MOSCOW, 3 Sep — PRIME. Next week, oil prices are expected to remain within $90-105 per barrel of Brent, Alexander Bakhtin, an investment strategist at BCS Mir Investments, told Prime.
According to the expert, the influence of multidirectional factors is unlikely to allow black gold quotes to go far from the designated zone.
Bakhtin noted that volatility in global risk appetite, a strong dollar and possible progress towards a new Iranian nuclear deal will continue to keep prices in check.
“Demand for risky assets, including raw materials, is declining due to fears of a recession in the US and the EU, which are increasingly supported by weak macro statistics, new COVID restrictions in China (this time in the metropolis of Chengdu), as well as the prospects for tightening monetary policy by the world central banks in the face of raging inflation,” the expert explained.
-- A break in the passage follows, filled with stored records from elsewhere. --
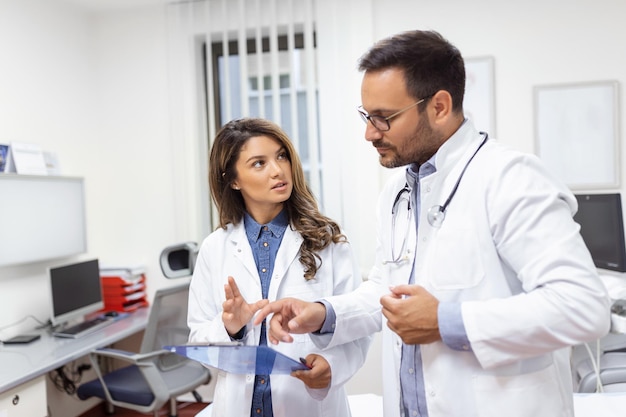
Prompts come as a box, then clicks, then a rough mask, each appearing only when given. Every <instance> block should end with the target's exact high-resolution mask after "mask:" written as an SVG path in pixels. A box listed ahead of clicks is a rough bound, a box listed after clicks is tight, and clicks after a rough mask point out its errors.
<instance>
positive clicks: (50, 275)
mask: <svg viewBox="0 0 626 417" xmlns="http://www.w3.org/2000/svg"><path fill="white" fill-rule="evenodd" d="M49 277H50V293H51V299H52V314H51V317H50V321H51V323H52V325H53V326H58V325H62V324H64V323H67V322H69V321H72V320H75V319H80V320H82V319H83V318H84V316H85V315H86V314H89V313H93V312H95V311H98V310H101V309H103V308H104V298H103V296H102V285H101V283H100V267H99V264H98V260H97V259H92V260H88V261H82V262H77V263H73V264H67V265H62V266H57V267H52V268H49Z"/></svg>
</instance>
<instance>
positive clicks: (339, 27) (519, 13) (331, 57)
mask: <svg viewBox="0 0 626 417" xmlns="http://www.w3.org/2000/svg"><path fill="white" fill-rule="evenodd" d="M337 3H340V4H337ZM317 8H318V23H317V25H318V41H319V42H318V54H319V65H320V67H321V68H320V88H321V91H320V97H321V103H320V109H321V113H320V114H321V132H322V137H323V138H330V139H329V140H327V142H326V143H324V144H323V145H322V146H323V149H322V152H323V155H324V158H325V159H324V161H325V163H328V166H327V167H325V170H324V173H325V175H326V179H327V180H330V181H334V183H333V186H332V188H330V187H329V189H327V190H326V191H327V192H326V194H325V199H326V201H327V209H328V214H329V215H331V216H333V217H335V218H338V219H341V221H342V224H343V225H344V226H345V227H346V228H347V232H348V237H349V238H351V240H352V241H353V242H355V243H356V245H358V248H359V256H360V259H361V262H362V266H363V269H364V270H367V269H368V268H369V265H368V264H369V263H370V262H371V260H373V258H374V247H373V237H372V233H373V231H372V228H371V221H372V219H373V218H374V198H375V194H376V190H377V189H379V188H380V186H381V183H382V181H384V179H385V178H386V177H387V176H388V175H389V170H386V169H384V168H381V167H379V165H378V162H377V156H376V152H375V150H374V149H373V148H372V146H371V145H370V144H369V143H367V142H366V141H365V140H364V139H363V133H364V126H363V124H362V122H361V121H360V120H359V119H358V117H357V116H356V112H355V110H354V109H355V107H356V106H357V105H359V104H360V80H361V74H360V73H359V72H358V71H357V70H356V60H357V58H358V57H359V56H360V55H361V54H362V53H364V52H365V50H366V49H367V47H369V46H370V45H371V44H372V43H373V42H375V41H376V40H378V39H381V38H382V37H385V36H389V35H391V34H394V33H396V32H400V31H403V30H410V29H434V30H437V31H439V32H440V33H442V34H443V35H444V36H445V37H446V38H448V40H450V41H451V42H452V43H454V44H455V45H456V46H457V47H458V48H459V50H460V51H461V53H462V54H463V55H464V56H465V57H479V56H492V57H493V58H494V64H495V92H496V98H495V102H496V103H495V104H496V110H495V113H496V132H495V134H494V132H491V136H492V137H496V138H498V139H500V140H501V141H503V142H505V143H507V144H509V145H511V146H512V147H514V148H517V149H520V150H522V151H527V152H534V149H535V147H534V130H533V129H534V125H533V123H534V117H533V87H534V86H536V85H545V84H555V83H573V82H586V81H598V80H617V81H618V82H619V95H620V96H621V95H622V94H623V91H624V89H623V85H624V84H625V83H626V54H624V53H623V52H622V49H623V48H622V47H621V39H624V38H625V37H626V26H624V24H623V16H626V2H618V1H614V0H597V1H594V0H583V1H577V2H562V1H559V0H530V1H525V2H508V1H506V2H504V1H498V0H473V1H465V0H445V1H444V2H427V1H416V0H389V1H386V2H378V1H372V0H364V1H361V0H358V1H357V0H346V1H345V2H334V1H332V0H318V1H317ZM340 11H341V12H343V13H342V14H340V15H338V14H337V13H338V12H340ZM324 68H326V70H324ZM329 68H332V69H329ZM625 115H626V107H625V106H623V105H622V106H621V109H620V117H619V119H620V121H623V120H624V116H625ZM621 124H622V125H623V123H621ZM620 129H621V130H620V137H623V136H624V133H623V132H624V128H623V126H621V128H620ZM625 151H626V147H625V146H623V145H621V160H622V161H624V160H626V159H625V158H624V156H625V154H624V152H625ZM625 171H626V170H624V169H622V170H621V183H622V184H625V183H626V172H625ZM376 173H378V174H377V175H376ZM623 188H624V187H623V186H622V187H621V188H620V189H618V190H613V192H614V191H622V192H623V191H624V190H623ZM337 195H339V196H340V197H339V198H338V197H337ZM333 199H335V201H334V204H328V202H329V201H333ZM336 200H339V201H336Z"/></svg>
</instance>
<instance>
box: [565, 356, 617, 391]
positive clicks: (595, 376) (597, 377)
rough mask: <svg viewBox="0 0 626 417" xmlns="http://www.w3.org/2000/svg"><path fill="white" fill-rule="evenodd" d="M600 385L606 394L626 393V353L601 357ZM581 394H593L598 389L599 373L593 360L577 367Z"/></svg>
mask: <svg viewBox="0 0 626 417" xmlns="http://www.w3.org/2000/svg"><path fill="white" fill-rule="evenodd" d="M599 373H600V384H601V385H602V389H603V390H604V392H616V391H620V392H623V391H626V352H619V351H613V352H605V353H604V354H602V355H601V357H600V365H599ZM576 376H577V377H578V378H577V379H578V388H577V389H576V392H579V393H593V392H597V389H598V385H600V384H598V373H597V372H596V370H595V368H594V364H593V363H592V360H591V359H586V360H584V361H582V362H581V363H580V364H579V365H578V366H577V367H576Z"/></svg>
In particular, the ECB meeting will be held on September 8, following which the key rate may be increased by 0.5-0.75 percentage points, up to 1-1.25 percentage points. We also note the passage of the peak of the automobile season in the United States.
The expert added that the coordinated policy of the OPEC + member countries, extremely high gas prices (provoking an increase in demand for fuel oil and diesel), political tension in Libya, the threat of interruptions in supplies from the Russian Federation amid sanctions initiatives, including ideas G7 countries on the introduction of a “ceiling” on prices for Russian oil.
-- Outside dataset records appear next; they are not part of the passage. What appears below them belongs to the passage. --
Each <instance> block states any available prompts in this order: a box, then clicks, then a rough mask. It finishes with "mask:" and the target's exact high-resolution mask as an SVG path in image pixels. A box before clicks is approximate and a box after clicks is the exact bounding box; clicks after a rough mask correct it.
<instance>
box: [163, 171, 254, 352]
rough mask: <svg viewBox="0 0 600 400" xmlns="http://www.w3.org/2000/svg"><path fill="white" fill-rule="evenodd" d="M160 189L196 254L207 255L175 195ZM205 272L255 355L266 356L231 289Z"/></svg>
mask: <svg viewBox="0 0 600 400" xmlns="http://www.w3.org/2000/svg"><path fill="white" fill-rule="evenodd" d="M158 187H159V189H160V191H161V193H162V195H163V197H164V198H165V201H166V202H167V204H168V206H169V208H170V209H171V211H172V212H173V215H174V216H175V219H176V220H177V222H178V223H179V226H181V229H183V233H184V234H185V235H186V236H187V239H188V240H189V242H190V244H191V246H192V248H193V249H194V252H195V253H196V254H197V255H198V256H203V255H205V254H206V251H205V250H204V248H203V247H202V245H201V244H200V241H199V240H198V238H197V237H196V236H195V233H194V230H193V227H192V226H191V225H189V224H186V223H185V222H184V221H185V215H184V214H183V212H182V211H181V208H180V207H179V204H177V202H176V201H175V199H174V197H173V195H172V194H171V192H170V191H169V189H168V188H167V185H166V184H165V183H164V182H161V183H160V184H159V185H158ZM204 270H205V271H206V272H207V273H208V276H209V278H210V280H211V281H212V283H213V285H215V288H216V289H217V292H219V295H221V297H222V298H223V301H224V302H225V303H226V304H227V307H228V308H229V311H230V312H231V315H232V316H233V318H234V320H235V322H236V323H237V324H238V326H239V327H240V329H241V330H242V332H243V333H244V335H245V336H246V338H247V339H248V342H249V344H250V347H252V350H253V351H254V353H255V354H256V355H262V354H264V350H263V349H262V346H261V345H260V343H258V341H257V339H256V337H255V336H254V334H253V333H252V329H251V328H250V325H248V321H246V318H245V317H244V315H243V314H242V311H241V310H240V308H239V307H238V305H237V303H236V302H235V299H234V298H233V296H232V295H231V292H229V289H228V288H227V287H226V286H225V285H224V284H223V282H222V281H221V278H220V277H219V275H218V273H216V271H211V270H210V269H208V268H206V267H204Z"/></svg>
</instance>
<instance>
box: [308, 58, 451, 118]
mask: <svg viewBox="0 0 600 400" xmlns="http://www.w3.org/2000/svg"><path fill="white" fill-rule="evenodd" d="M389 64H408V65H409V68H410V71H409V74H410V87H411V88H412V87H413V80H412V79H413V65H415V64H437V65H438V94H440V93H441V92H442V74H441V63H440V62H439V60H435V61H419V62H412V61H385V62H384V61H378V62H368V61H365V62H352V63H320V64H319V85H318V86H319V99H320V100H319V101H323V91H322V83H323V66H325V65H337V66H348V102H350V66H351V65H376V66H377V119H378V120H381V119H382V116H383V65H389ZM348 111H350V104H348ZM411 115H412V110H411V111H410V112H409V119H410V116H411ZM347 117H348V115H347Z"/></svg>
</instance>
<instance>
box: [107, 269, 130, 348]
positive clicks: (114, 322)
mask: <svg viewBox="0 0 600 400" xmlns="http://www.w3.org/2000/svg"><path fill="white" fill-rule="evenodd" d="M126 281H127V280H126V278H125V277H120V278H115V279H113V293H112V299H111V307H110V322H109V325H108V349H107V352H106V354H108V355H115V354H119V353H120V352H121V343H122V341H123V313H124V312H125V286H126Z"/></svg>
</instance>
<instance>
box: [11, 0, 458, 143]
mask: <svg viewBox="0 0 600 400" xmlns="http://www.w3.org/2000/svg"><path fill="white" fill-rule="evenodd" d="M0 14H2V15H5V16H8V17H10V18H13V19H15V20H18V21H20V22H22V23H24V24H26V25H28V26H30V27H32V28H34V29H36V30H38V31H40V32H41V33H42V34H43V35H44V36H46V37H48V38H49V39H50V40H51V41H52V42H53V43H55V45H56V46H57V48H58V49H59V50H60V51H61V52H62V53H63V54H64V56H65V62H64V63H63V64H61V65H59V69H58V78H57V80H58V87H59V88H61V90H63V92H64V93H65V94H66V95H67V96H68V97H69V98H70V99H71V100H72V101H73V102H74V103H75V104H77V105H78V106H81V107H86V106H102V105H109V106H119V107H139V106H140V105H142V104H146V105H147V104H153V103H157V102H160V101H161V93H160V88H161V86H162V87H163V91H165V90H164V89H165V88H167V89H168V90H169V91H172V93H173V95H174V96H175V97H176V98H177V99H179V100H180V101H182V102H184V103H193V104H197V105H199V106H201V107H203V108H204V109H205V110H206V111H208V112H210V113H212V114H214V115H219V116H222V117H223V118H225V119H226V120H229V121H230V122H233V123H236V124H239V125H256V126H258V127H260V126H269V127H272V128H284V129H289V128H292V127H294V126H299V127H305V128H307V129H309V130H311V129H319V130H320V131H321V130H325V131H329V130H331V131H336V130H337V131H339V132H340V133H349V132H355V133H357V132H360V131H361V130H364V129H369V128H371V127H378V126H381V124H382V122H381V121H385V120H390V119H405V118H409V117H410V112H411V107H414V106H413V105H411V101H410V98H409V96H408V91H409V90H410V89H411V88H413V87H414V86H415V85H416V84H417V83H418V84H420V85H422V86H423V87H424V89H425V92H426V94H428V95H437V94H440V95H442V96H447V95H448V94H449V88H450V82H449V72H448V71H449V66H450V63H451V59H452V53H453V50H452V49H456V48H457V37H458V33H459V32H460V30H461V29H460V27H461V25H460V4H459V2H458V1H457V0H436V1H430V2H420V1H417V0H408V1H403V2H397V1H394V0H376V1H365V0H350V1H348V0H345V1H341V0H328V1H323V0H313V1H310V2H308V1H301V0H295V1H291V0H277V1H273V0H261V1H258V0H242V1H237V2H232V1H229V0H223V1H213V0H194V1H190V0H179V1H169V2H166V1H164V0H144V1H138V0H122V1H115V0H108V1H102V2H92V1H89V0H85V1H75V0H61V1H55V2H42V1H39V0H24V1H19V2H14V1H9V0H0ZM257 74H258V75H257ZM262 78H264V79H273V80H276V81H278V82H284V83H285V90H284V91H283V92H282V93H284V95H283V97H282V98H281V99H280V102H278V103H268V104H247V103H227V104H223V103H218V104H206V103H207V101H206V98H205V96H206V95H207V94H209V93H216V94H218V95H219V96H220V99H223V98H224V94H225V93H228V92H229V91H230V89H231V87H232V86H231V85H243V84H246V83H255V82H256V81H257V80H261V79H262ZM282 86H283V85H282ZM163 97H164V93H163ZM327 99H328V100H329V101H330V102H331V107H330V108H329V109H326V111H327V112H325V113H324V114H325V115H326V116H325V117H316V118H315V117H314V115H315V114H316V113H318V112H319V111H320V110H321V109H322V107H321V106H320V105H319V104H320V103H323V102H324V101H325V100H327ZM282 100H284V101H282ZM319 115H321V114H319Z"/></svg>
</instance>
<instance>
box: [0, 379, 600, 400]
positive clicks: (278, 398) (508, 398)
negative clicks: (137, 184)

Bakhtin stressed that the meeting of the OPEC+ Ministerial Monitoring Committee on September 5 will be an important event for the market.
“The likelihood of a decision to cut production is low, given the fact that there is still no clarity on the fate of the US-Iran nuclear deal. An agreement on an above-plan increase in production is also unlikely in the current situation. Current price levels are generally comfortable for key oil producers,” the expert said.
It is also worth noting the approach of the hurricane season over the Gulf of Mexico, during this period of the year, bad weather often temporarily paralyzes part of the American oil-producing infrastructure both in the Gulf itself and in the southern states. And this locally shifts prices up.
“Therefore, in the near future we will be monitoring not only market indicators, but also weather reports from the United States,” Bakhtin summed up.